Beberapa di antaranya adalah Aalto Works di Finlandia, Amazonia Theaters di Brasil, Ancient Capitals of Asuka and Fujiwara di Jepang, Jingdezhen Handicraft Porcelain Industry Sites di China, Gdynia Modernist City Centre di Polandia, Royal Capetian Fortresses of Languedoc di Prancis, Wat Phra Mahathat Woramahawihan di Thailand, Wadi Wurayah di Uni Emirat Arab, serta Okefenokee National Wildlife Refuge di Amerika Serikat.

Tidak hanya itu, UNESCO juga menetapkan sejumlah kawasan bersejarah lain di Kazakhstan, Mongolia, Tunisia, Uzbekistan, Lebanon, Komoro, Sao Tome dan Principe, Denmark, Sudan Selatan, serta Negara Palestina. Keberagaman tersebut menunjukkan bahwa setiap kawasan memiliki kekayaan budaya maupun alam yang layak di jaga sebagai bagian dari warisan dunia.

Tiga Situs Dinyatakan Sebagai Warisan Dunia Terancam

Selain mengumumkan situs baru, UNESCO juga memperbarui daftar Warisan Dunia dalam Bahaya atau World Heritage in Danger. Tahun ini terdapat tiga lokasi yang masuk melalui mekanisme darurat karena menghadapi ancaman serius akibat konflik.

Ketiga kawasan tersebut adalah Boma-Badingilo Migratory Landscape di Sudan Selatan, Mount Amel Castles di Lebanon, dan Sebastia di Negara Palestina.

Menurut UNESCO, status tersebut di berikan agar perhatian internasional terhadap ketiga kawasan semakin meningkat.
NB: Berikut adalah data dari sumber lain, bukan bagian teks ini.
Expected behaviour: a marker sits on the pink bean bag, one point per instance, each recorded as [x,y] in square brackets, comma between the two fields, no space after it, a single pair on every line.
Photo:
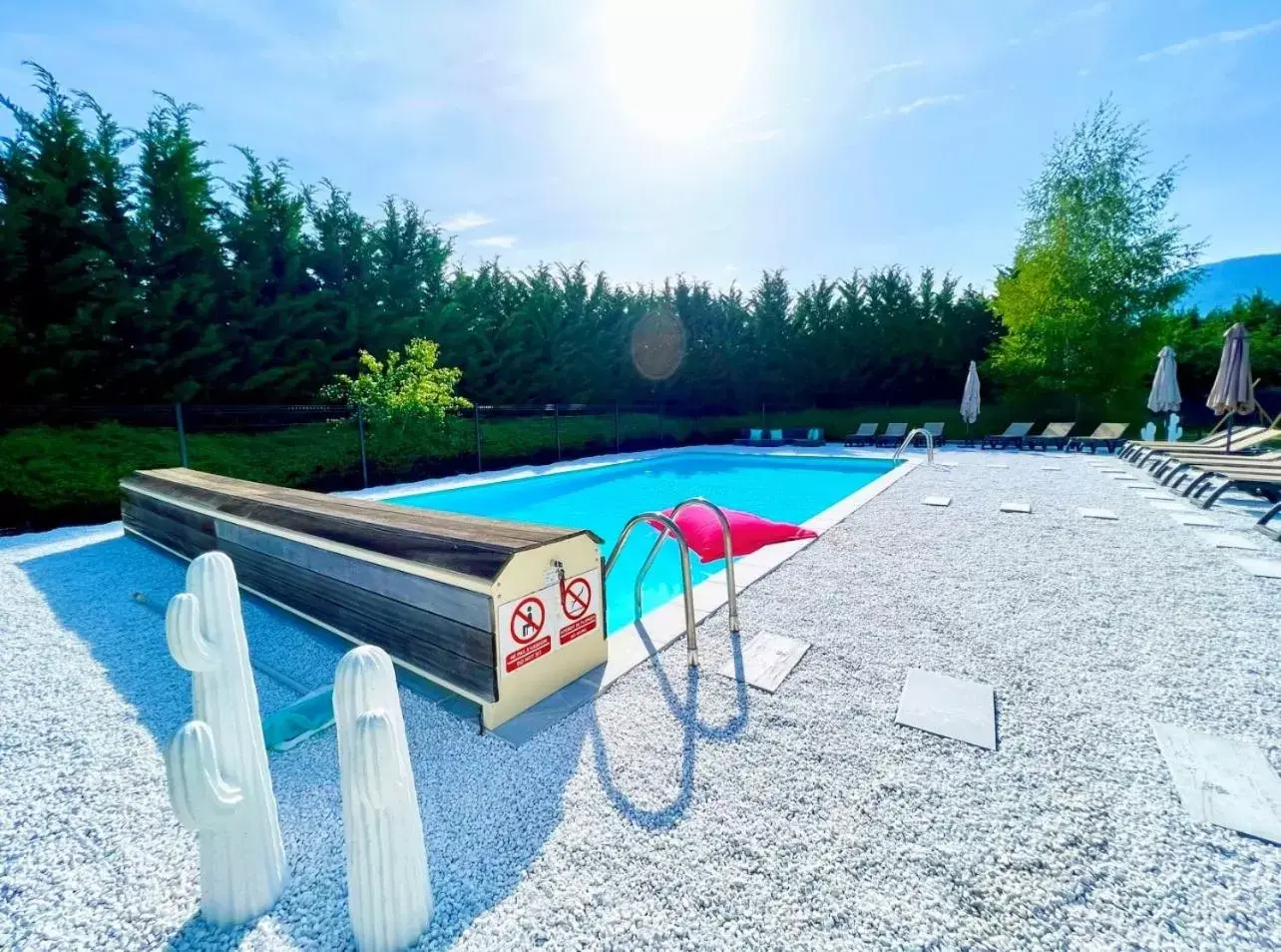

Dengan begitu, dukungan untuk perlindungan, konservasi, serta pemulihan situs dapat dilakukan secara lebih cepat melalui kerja sama berbagai negara dan organisasi terkait.

Penetapan UNESCO Perkuat Upaya Pelestarian Dunia

Pembaruan daftar Warisan Dunia UNESCO setiap tahun tidak hanya menjadi bentuk pengakuan internasional terhadap sebuah situs. Lebih dari itu, penetapan tersebut membawa tanggung jawab besar bagi setiap negara untuk menjaga keaslian, nilai sejarah, dan kelestarian lingkungan yang di miliki.

Pada akhirnya, penambahan 25 situs Warisan Dunia pada 2026 menjadi pengingat bahwa kekayaan budaya dan alam. Merupakan aset yang harus di wariskan kepada generasi mendatang. Oleh sebab itu, kolaborasi antara pemerintah, masyarakat, dan komunitas internasional menjadi faktor penting agar situs-situs tersebut tetap lestari dan dapat terus memberikan manfaat bagi dunia.